Histone Methylation and Oxidative Stress in Cardiovascular Diseases

Abstract

Oxidative stress occurs when ROS overproduction overwhelms the elimination ability of antioxidants. Accumulated studies have found that oxidative stress is regulated by histone methylation and plays a critical role in the development and progression of cardiovascular diseases. Targeting the underlying molecular mechanism to alter the interplay of oxidative stress and histone methylation may enable creative and effective therapeutic strategies to be developed against a variety of cardiovascular disorders. Recently, some drugs targeting epigenetic modifiers have been used to treat specific types of cancers. However, the comprehensive signaling pathways bridging oxidative stress and histone methylation need to be deeply explored in the contexts of cardiovascular physiology and pathology before clinical therapies be developed.
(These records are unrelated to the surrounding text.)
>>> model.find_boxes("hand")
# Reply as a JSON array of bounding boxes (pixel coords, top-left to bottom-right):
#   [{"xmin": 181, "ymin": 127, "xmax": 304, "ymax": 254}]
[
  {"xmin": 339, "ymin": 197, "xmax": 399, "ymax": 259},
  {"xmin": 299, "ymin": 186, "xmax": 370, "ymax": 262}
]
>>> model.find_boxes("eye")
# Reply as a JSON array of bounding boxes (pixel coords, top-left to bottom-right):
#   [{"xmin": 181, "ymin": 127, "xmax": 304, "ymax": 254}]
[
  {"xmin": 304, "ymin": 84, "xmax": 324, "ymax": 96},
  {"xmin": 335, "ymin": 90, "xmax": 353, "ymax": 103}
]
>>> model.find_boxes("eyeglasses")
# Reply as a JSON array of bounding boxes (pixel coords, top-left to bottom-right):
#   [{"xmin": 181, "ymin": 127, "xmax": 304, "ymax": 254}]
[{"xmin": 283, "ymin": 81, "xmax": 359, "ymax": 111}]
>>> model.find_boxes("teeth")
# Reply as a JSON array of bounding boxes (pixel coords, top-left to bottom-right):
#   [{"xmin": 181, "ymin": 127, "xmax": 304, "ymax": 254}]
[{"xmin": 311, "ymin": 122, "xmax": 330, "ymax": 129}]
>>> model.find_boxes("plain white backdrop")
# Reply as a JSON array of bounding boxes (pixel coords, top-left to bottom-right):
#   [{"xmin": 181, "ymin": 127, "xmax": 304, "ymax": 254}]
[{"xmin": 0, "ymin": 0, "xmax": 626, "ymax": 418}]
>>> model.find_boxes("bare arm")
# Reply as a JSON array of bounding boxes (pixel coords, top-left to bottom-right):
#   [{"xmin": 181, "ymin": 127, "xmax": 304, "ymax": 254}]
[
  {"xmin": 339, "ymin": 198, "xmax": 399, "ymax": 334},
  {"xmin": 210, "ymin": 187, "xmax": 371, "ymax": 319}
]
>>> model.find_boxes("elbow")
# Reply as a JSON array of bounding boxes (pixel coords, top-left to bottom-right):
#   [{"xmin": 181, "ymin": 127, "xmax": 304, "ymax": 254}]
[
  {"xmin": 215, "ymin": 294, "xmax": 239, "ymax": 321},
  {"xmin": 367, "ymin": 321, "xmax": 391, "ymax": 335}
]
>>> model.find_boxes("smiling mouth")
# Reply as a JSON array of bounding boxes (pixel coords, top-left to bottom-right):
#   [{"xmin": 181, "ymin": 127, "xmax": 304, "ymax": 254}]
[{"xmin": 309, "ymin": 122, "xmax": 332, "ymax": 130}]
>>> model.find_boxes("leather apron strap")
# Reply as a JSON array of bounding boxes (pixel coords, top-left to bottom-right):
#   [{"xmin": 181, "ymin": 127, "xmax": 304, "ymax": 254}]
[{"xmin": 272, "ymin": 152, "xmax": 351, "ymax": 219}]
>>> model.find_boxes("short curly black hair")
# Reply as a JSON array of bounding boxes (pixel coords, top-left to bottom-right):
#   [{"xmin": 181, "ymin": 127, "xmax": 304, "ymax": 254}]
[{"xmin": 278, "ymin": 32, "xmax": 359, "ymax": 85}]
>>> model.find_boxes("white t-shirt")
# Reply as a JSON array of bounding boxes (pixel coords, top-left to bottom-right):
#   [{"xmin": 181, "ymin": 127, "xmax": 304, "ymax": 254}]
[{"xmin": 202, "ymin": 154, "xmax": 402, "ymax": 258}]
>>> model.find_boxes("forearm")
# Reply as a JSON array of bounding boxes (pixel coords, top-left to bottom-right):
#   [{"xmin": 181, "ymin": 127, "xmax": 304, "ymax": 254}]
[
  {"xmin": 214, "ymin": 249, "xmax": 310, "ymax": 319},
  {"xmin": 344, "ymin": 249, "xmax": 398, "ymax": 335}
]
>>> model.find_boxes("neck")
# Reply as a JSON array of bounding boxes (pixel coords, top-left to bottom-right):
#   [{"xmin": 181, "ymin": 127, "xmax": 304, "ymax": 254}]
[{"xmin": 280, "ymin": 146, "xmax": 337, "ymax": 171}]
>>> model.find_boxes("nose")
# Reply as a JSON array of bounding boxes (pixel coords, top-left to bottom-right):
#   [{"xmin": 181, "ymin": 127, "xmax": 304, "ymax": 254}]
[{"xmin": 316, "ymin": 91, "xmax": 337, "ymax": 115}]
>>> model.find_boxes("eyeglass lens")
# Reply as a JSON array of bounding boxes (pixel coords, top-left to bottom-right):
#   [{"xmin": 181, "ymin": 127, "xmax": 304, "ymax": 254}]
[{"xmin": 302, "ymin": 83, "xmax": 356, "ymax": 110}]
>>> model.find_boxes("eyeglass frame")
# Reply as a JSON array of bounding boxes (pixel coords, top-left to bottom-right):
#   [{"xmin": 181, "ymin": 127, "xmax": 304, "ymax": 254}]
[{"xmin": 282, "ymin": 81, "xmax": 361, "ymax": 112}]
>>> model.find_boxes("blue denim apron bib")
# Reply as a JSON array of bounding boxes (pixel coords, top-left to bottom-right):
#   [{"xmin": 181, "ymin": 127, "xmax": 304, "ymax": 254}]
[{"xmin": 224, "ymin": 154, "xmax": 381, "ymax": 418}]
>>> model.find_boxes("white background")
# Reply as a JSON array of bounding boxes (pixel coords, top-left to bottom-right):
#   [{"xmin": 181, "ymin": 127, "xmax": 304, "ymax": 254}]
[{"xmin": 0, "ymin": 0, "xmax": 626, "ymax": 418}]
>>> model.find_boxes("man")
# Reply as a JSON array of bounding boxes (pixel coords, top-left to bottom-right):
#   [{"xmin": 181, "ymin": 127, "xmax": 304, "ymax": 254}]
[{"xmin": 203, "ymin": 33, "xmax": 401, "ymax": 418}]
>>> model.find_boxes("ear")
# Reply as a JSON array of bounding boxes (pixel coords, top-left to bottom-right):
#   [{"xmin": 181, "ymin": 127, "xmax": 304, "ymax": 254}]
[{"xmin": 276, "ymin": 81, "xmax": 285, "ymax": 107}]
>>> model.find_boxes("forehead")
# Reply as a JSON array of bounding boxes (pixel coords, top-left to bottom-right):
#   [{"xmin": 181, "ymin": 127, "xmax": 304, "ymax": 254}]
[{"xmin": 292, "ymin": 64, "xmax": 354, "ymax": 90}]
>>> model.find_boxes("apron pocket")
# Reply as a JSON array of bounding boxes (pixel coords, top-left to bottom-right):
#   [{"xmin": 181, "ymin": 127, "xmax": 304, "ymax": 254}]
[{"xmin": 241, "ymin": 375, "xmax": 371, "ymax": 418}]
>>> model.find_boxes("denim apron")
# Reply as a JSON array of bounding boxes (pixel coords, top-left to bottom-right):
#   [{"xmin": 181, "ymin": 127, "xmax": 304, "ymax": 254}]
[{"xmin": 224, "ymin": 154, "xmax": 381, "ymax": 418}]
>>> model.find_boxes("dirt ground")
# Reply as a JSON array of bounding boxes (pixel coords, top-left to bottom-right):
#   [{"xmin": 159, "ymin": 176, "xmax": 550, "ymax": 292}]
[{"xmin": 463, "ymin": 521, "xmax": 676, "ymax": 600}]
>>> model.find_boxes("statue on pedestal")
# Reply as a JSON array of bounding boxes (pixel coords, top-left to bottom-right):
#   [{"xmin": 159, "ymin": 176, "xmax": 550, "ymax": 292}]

In the present review, we summarize and update information on the interplay between histone methylation and oxidative stress during the development of cardiovascular diseases such as atherosclerosis, coronary artery disease, pulmonary hypertension, and diabetic macro- and microvascular pathologies.

Figure 1

Histone methylation plays an important role in the initiation and progression of atherosclerosis (MLL2: myeloid/lymphoid or mixed-lineage leukemia 2; MLL4: myeloid/lymphoid or mixed-lineage leukemia 4; SMCs: smooth muscle cells).

Figure 2

Oxidative stress under the regulation of histone methylation is increasingly being recognized as a target for cardioprotection in MIRI. The upregulation of NOX2/4 and iNOS modulated by KDM3A and ASH, respectively, contributes to oxidative stress in the development of MIRI. The transcription of SOD1/2 and HO-1 is regulated by SUV39h1 and SEDT7, respectively, which accelerates the degradation and removal of ROS in MIRI (ASH: absent small and homeotic; BRG1: Brahma-Related Gene-1; HO-1: heme oxygenase-1; Keap1: Kelch-like ECH-associated protein 1; KDM3A: lysine demethylase 3A; MIRI: myocardial ischemia-reperfusion injury; MRTF-A: myocardin-related transcription factor A; Nrf-2: nuclear factor erythroid 2-related factor 2; NOX2/4: NADPH oxidase 2/4; ROS: reactive oxygen species; SETD7: SET domain containing lysine methyltransferase 7; SIRT1: Sirtuin-1; SOD1/2: superoxide dismutase 1/2; SUV39h1: suppressor of variegation 3-9 homolog 1; TIP60: Tat-interacting protein 60).

Figure 3

Histone methylation modulates oxidative stress in diabetic endothelial dysfunction and vascular complications. High levels of MMP-9 and TxnIP due to upregulation by LSD1 and EZH2 increase ROS overproduction in diabetic microvascular pathology. The expression and activity of Mn-SOD are decreased by both SUV420h2 and LSD1 in diabetic retinopathy. The Nrf2/Keap1 signaling pathway eliminates ROS in diabetic patients with retinopathy. KDM5A and SET7/9 both modulate the Nrf2/Keap1 signaling pathway and thus influence GSH biosynthesis (COX2: cyclooxygenase-2; EZH2: enhancer of zeste homolog 2; GSH: glutathione; Keap1: Kelch-like ECH-associated protein 1; KDM5A: lysine demethylase 5A; LSD1: lysine-specific demethylase 1; MMP-9: matrix metalloproteinase-9; NOX4: NADPH oxidase 4; ROS: reactive oxygen species; SET7/9: (su(var)-3-9,enhancer-of-zeste,trithorax) domain-containing protein 7/9; SOD3: superoxide dismutase 3; SP-1: specificity protein-1; SUV39H1: suppressor of variegation 3-9 homolog 1; SUV420H2: suppressor of variegation 4-20 homolog 2; TxnIP: thioredoxin-interacting protein).